Page 1 of 2 12 LastLast
Results 1 to 15 of 19
  1. #1
    Manish_05 is offline Novice
    Windows XP Access 2010 32bit
    Join Date
    Apr 2014
    Posts
    12

    Import Pubmed XML (Child Nodes) to Access

    Hi Friends,

    I have an XML file which is downloaded from http://www.ncbi.nlm.nih.gov/pubmed.

    I am trying to import this XML file to Access by using VBA. I know Excel VBA but I have never worked with Access VBA, so I am finding it difficult to get the solution. There are few problems which I have facing while I am trying to do it manually.

    - When I am trying to Import it, Access pops up a message saying DTD is prohibited. This error can be following these steps. Open XML file in notepad -> delete 2nd line from the XML file -> save it
    - Then if the previous error is eliminated by deleting the 2nd line from XML file, then once the import starts, it pops up a message saying “Not all of your data has been successfully imported”. I don’t have any idea about this.
    - Now once the data is imported with the error message, on left hand side many tables are being created (where as if I try to open this file in Excel it creates only one file), Don’t have any idea about this. Also no 2 tables have common column.

    What I am trying to do.
    a) Import XML file downloaded from Pubmed site to Access, in a single table.
    b) There are more than 100 child nodes in the XML file (which varies from file to file); I don’t need to import all the fields to Access.
    c) Only few files are required to be imported such as (Abstract, Article day, Article Month, Article year, Affiliation, Journal title, PMID)

    Hope I have not confused with my words, please reply if you need any clarifications.

    XML file to be imported pubmed_result(251).zip



    Thanks & Regards,
    Manish

  2. #2
    ItsMe's Avatar
    ItsMe is offline Sometimes Helpful
    Windows 7 64bit Access 2010 32bit
    Join Date
    Aug 2013
    Posts
    7,862
    A strongly typed XML file should successfully import to your DB without any error. If you do not want all of the data, I would suggest importing the entire file and then parse the data once it is in a temp table, storing the good data in your permanent table.

    If you can not get the XML file to import without error....

    Check for a new table created by Access "Paste Errors" to see if you can understand the issues.

    Edit the XML file so it is strongly typed and fits your data structure or closely fits your data structure. The XML may require multiple tables and it would be as simple as splitting (editing) the file into two or three import processes.


    Or….

    Third option would be to use Internet Explorer and lots of VBA to parse the XML syntax by searching elements, bringing the elements into string variables, parsing the strings and saving to your table.

  3. #3
    Manish_05 is offline Novice
    Windows XP Access 2010 32bit
    Join Date
    Apr 2014
    Posts
    12
    Quote Originally Posted by ItsMe View Post
    A strongly typed XML file should successfully import to your DB without any error. If you do not want all of the data, I would suggest importing the entire file and then parse the data once it is in a temp table, storing the good data in your permanent table.

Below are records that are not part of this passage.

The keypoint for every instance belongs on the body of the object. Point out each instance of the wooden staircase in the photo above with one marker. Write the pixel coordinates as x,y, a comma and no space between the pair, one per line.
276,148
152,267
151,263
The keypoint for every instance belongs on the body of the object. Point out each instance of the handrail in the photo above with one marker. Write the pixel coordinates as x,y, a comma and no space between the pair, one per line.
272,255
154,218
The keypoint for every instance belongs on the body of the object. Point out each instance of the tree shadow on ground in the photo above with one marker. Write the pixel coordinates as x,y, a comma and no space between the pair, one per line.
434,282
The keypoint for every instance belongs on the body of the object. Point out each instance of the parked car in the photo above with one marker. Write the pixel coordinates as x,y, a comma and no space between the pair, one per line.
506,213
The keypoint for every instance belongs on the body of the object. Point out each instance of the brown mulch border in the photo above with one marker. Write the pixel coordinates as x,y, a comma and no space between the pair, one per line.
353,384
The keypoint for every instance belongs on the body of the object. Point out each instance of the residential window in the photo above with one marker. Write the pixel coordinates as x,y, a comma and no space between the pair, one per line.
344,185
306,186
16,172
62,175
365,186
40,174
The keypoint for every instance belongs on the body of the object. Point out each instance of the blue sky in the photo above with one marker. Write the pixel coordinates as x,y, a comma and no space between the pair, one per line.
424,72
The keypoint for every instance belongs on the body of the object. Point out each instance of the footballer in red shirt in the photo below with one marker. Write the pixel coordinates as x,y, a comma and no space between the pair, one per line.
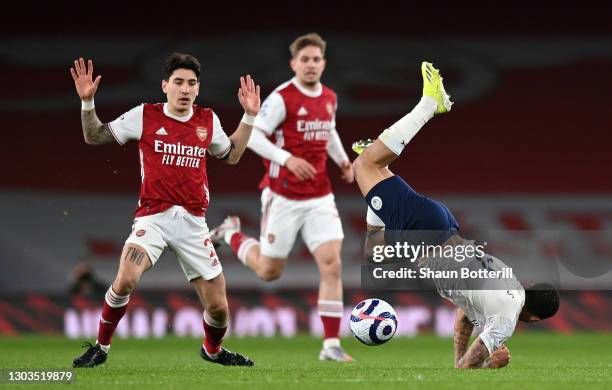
295,132
173,141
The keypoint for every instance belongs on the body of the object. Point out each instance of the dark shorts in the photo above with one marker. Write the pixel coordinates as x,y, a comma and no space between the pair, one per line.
408,215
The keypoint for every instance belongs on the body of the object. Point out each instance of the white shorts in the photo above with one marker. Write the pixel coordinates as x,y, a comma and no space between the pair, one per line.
282,218
185,234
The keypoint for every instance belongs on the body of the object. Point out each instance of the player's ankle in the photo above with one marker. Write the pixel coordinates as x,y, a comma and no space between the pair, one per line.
331,342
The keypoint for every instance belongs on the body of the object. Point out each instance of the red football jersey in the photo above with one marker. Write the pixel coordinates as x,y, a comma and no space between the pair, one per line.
172,155
299,121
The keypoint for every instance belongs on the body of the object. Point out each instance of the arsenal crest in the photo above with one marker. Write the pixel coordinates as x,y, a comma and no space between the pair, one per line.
202,133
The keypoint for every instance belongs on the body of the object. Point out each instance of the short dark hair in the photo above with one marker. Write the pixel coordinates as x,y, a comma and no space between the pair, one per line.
312,39
542,300
181,61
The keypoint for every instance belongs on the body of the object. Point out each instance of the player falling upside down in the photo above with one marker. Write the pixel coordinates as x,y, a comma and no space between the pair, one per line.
393,206
173,139
300,117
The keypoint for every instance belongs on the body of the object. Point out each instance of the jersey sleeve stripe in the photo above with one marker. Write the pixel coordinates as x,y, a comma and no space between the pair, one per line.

    If you can not get the XML file to import without error....

    Check for a new table created by Access "Paste Errors" to see if you can understand the issues.

    Edit the XML file so it is strongly typed and fits your data structure or closely fits your data structure. The XML may require multiple tables and it would be as simple as splitting (editing) the file into two or three import processes.


    Or….

    Third option would be to use Internet Explorer and lots of VBA to parse the XML syntax by searching elements, bringing the elements into string variables, parsing the strings and saving to your table.
    ItsMe, thanks for your reply...

    If you don't mind I need some more help from your side. I am extremely sorry because I am not able to understand what exactly i need to do in order to resolve my problem. As i said that i am new to access maybe because of that I am not able to hold your helping hands.

    Friend, the size of XML files which I download from Pubmed site goes upto 1 GB, so I think it is impossible to edit the XML file as suggested by you.

    I think the 3rd option is better, so can you please help me with the code, I know i am asking you too much but i don't have any other alternative (I have searched entire web but didn't get any help).

  4. #4
    orange's Avatar
    orange is offline Moderator
    Windows XP Access 2003
    Join Date
    Sep 2009
    Location
    Ottawa, Ontario, Canada; West Palm Beach FL
    Posts
    16,870
    Manish,

    What exactly do you need? What have you tried so far?
    Do you know how these things are related:
    Abstract,
    Article day,
    Article Month,
    Article year,
    Affiliation,
    Journal title,
    PMID

    I tried to create a simple stylesheet, but got an XPath Parse error. I also tried importing the xml and got an error regarding the DTD.

    I've removed some of the xml at the start and renamed the file ".txt"
    I can read it into an access table, each line has a unique number.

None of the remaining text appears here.